How to Renew Let's Encrypt Certificates Behind a Firewall
…when you server is HTTP‑challenged.
Published on
-/- lines long
When using Let's Encrypt(opens in new tab) for SSL certificates, it's a good idea to have automatic certificate renewal enabled, so you can avoid receiving emails like this:
Let's Encrypt certificate expiration notice
Your certificate (or certificates) will expire in 7 days. We recommend renewing certificates automatically when they have a third of their total lifetime left.
However, you might receive such emails even though you already have successfully enabled automatic renewal. This can happen if a firewall protects your server by blocking inbound traffic, like in my case with my DigitalOcean server.
The Problem
When setting up a firewall for a web server, you usually restrict only inbound traffic. This allows just a few specific IPs to initiate connections with your server (e.g. your office network). On the other hand, you leave outbound traffic unrestricted, so your server can freely initiate connections with any IP on the internet. This is necessary if your application relies on remote APIs, for example.
To perform a certificate renewal, your server needs to pass a challenge. The most common one is the HTTP-01 challenge(opens in new tab):
Let's Encrypt gives a token to your ACME client(opens in new tab), and your ACME client puts a file on your web server. That file contains the token, plus a thumbprint of your account key. Once your ACME client tells Let's Encrypt that the file is ready, Let's Encrypt tries retrieving it. If our validation checks get the right responses from your web server, the validation is considered successful.
This means that in order to pass the challenge, Let's Encrypt must be able to access your server over HTTP on port 80. In other words, you not only need outbound traffic allowed — you need inbound traffic allowed as well… and your firewall blocks it.
The Solution
Your first thought might be to simply whitelist the IPs that Let's Encrypt uses. But they have stated that they don't publish their IPs publicly(opens in new tab):
We don't publish a list of IP addresses we use to validate, and these IP addresses may change at any time.
The most likely reason for this is security, as explained here(opens in new tab):
[…] validation from many different parts of the Internet will help make it harder for attackers to manipulate Internet routing (or DNS) in order to get certificates that they shouldn't be entitled to.
It appears that the only way to pass the HTTP-01 challenge is to:
-
Allow all inbound HTTP traffic on port 80
-
Run
sudo certbot renew
-
Disable HTTP traffic again
This completely undermines the idea of automatic renewal… unless you automate it as well. In my case, I couldn't do that because I'm using a GUI firewall. But if you use ufw
(opens in new tab), for example, then check Neil Brown's guide to automatically change firewall rules(opens in new tab).

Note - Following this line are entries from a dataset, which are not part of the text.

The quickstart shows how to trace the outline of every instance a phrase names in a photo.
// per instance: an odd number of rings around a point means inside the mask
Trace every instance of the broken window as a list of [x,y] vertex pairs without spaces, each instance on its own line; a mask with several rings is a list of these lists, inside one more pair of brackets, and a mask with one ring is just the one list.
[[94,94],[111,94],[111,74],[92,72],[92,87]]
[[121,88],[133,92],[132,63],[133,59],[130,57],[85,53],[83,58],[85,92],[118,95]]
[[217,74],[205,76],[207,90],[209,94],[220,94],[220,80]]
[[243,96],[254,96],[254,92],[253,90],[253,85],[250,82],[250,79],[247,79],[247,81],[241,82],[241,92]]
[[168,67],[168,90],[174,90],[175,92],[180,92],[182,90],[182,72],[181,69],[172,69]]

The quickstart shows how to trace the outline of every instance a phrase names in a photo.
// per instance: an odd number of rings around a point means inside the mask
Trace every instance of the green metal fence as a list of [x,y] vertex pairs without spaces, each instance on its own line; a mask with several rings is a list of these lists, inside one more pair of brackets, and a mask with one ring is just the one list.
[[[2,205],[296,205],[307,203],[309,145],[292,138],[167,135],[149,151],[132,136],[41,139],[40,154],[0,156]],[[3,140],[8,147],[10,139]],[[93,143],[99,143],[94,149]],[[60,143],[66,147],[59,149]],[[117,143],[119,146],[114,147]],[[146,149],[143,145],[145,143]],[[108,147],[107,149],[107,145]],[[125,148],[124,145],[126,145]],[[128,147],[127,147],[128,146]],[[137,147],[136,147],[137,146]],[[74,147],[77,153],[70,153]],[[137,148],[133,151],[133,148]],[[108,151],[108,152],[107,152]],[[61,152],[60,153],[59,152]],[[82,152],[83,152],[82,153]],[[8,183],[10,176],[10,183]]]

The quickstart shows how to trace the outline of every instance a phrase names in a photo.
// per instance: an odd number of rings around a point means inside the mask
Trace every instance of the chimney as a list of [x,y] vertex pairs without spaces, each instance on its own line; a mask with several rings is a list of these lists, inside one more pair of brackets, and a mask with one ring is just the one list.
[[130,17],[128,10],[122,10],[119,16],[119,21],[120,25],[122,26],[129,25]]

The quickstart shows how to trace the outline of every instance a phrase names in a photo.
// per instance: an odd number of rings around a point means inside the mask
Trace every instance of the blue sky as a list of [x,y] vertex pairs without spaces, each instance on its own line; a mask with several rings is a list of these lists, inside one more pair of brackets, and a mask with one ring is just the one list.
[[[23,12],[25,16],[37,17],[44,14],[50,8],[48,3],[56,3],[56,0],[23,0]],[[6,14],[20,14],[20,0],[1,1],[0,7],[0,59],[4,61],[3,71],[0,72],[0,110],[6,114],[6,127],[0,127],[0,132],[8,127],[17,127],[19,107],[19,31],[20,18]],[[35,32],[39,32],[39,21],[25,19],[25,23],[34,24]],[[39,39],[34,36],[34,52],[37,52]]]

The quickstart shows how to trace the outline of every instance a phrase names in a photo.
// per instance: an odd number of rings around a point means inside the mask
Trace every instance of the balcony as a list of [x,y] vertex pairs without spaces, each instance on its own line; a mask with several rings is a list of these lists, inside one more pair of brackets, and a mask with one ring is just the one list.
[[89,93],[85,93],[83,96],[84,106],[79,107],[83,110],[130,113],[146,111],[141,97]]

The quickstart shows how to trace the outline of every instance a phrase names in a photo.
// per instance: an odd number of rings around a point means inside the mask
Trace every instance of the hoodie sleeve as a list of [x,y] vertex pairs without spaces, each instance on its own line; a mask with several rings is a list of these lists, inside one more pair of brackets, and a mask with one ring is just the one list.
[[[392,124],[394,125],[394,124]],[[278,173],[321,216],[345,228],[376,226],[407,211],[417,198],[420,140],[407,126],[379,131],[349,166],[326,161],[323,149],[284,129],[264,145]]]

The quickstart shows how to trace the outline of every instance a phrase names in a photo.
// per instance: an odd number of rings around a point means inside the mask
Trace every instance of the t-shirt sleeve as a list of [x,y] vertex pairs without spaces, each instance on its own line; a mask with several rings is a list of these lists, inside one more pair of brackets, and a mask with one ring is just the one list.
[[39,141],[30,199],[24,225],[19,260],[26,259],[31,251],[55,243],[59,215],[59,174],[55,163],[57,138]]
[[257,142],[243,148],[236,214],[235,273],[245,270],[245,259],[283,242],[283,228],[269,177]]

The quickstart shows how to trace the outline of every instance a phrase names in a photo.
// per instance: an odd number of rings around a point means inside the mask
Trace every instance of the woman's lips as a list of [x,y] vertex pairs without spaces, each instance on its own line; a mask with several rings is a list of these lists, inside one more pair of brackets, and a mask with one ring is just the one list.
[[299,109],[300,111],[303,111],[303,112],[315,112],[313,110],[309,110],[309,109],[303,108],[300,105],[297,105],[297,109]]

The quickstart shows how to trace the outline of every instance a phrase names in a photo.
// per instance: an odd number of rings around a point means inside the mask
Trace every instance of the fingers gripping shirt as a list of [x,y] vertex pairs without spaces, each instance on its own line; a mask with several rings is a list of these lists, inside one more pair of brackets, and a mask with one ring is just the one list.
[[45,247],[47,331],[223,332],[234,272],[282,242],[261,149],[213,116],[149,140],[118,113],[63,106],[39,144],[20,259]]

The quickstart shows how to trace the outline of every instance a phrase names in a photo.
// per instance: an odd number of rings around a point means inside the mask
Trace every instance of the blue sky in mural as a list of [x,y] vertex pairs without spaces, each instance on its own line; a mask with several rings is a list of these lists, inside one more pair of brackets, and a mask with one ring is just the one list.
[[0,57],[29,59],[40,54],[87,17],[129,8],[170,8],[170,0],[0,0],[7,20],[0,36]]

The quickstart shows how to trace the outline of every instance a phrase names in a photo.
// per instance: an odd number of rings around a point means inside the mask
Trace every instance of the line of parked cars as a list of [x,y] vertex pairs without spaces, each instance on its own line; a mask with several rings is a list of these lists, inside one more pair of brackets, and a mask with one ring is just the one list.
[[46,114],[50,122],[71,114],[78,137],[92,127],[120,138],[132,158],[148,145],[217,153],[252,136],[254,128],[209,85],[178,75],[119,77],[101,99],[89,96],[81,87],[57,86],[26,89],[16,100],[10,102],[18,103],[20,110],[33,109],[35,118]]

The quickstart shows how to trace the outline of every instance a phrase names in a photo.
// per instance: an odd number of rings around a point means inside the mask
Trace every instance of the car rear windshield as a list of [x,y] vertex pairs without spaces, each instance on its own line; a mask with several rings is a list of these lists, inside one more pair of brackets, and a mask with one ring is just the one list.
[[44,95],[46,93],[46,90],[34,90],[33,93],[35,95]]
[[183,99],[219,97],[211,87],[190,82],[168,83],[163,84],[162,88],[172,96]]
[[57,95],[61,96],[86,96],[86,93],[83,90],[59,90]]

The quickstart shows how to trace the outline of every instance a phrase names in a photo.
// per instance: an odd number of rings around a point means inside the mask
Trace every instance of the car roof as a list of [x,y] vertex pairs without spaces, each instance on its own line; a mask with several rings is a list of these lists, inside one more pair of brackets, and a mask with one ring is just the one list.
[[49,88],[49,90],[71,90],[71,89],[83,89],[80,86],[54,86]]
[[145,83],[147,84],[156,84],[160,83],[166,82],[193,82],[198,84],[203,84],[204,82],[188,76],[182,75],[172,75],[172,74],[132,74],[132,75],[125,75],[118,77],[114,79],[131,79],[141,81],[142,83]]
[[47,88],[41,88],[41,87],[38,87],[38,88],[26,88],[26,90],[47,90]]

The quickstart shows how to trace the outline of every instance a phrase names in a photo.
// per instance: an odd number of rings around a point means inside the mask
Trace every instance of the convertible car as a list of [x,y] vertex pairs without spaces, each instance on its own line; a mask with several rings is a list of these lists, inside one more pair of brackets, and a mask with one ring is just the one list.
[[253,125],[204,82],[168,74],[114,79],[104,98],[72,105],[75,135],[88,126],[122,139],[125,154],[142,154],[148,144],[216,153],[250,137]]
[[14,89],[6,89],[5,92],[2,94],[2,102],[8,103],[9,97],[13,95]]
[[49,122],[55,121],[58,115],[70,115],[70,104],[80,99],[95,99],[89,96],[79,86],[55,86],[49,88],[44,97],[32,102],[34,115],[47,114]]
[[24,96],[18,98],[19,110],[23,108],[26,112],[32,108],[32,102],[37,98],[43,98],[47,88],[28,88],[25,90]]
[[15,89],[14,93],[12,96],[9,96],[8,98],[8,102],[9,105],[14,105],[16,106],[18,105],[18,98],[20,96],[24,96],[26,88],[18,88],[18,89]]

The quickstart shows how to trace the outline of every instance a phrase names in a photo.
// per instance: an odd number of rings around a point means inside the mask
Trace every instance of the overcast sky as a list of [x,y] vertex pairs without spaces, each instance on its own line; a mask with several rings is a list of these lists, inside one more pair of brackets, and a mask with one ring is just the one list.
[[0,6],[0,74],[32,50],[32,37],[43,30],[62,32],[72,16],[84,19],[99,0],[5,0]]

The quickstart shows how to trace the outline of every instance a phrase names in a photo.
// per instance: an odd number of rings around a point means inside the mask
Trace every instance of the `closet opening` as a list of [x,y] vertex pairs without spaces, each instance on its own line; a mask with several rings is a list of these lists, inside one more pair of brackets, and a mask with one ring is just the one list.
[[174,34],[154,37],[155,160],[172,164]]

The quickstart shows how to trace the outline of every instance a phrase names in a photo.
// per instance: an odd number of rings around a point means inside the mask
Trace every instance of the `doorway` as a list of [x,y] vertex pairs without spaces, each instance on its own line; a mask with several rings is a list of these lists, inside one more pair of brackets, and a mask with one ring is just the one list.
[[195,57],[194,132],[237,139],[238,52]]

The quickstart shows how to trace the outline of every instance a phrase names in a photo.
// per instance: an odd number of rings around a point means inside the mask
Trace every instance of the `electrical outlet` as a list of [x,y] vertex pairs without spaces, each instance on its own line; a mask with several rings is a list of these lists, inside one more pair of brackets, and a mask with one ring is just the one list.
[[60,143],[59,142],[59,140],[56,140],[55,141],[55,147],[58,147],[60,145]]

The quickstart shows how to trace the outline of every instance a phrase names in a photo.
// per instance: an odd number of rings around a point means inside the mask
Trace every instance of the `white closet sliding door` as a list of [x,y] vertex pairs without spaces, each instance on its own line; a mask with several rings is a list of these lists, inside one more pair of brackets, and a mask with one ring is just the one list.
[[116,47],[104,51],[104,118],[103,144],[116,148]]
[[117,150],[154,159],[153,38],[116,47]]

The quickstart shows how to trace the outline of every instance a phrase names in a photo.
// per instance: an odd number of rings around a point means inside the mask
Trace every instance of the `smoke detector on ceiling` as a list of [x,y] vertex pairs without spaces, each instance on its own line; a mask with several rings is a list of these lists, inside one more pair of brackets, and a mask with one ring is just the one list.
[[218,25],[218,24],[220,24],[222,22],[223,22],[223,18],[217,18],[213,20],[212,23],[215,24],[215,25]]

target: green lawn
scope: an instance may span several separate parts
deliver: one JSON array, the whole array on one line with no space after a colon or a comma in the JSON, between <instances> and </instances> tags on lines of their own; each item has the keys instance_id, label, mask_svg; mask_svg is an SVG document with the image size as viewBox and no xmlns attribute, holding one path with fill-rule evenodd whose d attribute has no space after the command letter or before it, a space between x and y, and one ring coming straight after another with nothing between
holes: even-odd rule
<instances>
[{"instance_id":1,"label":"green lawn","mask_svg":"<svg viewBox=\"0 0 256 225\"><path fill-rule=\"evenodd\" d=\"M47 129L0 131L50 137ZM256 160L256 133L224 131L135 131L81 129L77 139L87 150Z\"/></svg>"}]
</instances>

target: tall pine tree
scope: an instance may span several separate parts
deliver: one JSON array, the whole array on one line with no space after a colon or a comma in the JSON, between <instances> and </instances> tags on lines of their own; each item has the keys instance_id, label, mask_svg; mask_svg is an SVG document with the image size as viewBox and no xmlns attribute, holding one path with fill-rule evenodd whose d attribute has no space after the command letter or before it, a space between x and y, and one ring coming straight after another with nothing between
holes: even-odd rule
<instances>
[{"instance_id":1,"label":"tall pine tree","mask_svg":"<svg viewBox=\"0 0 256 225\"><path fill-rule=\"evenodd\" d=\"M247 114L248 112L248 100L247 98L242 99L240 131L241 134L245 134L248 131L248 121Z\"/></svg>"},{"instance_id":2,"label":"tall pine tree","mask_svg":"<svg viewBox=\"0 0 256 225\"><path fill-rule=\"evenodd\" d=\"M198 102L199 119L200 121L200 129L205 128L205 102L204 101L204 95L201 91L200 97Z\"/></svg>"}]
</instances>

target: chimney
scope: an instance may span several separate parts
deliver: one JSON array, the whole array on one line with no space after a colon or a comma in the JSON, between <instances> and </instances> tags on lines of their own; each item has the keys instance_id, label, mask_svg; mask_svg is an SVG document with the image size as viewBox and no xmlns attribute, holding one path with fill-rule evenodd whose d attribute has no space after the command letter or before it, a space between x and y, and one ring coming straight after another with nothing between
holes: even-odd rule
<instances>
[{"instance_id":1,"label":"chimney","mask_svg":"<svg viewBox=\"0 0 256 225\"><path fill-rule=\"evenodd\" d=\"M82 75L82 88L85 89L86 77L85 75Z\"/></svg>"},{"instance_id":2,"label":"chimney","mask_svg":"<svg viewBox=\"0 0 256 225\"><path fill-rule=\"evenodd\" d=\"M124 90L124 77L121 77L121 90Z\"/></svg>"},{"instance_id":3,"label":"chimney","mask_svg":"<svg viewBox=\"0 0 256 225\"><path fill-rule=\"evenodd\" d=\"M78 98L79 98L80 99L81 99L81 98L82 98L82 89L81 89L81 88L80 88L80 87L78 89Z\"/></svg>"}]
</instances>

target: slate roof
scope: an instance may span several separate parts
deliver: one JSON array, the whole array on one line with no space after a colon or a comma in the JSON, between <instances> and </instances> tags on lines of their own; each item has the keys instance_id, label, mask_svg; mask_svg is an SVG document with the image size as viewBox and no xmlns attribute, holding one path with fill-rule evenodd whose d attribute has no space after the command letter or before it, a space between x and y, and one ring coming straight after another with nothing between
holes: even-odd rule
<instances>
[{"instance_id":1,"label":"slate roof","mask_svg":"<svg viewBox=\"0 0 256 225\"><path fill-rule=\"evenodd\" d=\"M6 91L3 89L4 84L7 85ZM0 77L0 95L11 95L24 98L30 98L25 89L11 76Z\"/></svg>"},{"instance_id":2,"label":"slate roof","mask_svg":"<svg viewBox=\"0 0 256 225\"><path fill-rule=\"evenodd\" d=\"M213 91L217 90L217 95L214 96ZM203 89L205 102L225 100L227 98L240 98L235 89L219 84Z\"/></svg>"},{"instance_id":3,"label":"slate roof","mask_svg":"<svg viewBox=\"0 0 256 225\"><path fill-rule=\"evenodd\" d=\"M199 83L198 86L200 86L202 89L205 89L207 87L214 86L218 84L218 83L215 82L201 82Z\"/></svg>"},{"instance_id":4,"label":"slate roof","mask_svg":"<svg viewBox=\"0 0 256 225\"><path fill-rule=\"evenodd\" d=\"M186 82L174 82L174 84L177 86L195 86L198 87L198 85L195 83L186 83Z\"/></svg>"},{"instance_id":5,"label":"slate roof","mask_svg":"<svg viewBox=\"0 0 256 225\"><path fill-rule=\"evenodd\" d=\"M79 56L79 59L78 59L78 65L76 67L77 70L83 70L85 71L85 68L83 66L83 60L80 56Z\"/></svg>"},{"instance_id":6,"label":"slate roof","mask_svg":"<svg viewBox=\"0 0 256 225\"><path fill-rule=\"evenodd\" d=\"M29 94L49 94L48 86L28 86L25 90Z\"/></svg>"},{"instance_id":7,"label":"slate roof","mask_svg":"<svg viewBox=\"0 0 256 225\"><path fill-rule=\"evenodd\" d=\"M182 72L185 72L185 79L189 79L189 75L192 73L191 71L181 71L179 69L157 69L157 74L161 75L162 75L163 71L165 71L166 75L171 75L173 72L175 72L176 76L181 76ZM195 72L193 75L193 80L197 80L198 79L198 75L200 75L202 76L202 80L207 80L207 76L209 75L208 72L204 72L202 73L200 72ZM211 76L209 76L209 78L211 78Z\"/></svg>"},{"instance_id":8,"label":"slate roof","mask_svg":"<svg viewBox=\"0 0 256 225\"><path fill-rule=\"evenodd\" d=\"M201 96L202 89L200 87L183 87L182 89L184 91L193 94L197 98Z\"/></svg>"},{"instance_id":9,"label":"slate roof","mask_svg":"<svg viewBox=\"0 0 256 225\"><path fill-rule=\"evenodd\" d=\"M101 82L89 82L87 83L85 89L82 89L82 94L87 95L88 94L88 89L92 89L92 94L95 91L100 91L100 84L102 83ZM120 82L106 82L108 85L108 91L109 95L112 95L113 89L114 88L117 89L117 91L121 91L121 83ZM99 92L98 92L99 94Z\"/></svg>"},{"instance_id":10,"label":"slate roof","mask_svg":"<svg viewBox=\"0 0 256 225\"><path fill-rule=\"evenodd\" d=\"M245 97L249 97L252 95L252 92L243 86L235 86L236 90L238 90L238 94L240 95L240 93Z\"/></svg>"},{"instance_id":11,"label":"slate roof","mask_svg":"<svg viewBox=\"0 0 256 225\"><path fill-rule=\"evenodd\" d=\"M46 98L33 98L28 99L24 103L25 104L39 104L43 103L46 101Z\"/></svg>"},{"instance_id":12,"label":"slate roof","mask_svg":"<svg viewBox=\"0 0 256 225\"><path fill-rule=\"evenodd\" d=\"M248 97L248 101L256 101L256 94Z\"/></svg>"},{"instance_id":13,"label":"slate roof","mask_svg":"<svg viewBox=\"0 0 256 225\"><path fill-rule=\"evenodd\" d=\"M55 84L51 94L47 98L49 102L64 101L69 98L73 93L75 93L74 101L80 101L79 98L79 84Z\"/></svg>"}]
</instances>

Another solution is to use the DNS-01 challenge(opens in new tab) instead, but it requires that your DNS provider has an API, can be slower due to DNS propagation, and is generally harder to set up.
Conclusion
To perform automatic certificate renewal, your server needs to temporarily have port 80 opened, so it can pass the HTTP challenge by Let's Encrypt. Alternatively, a more involved approach with a DNS challenge can be used instead.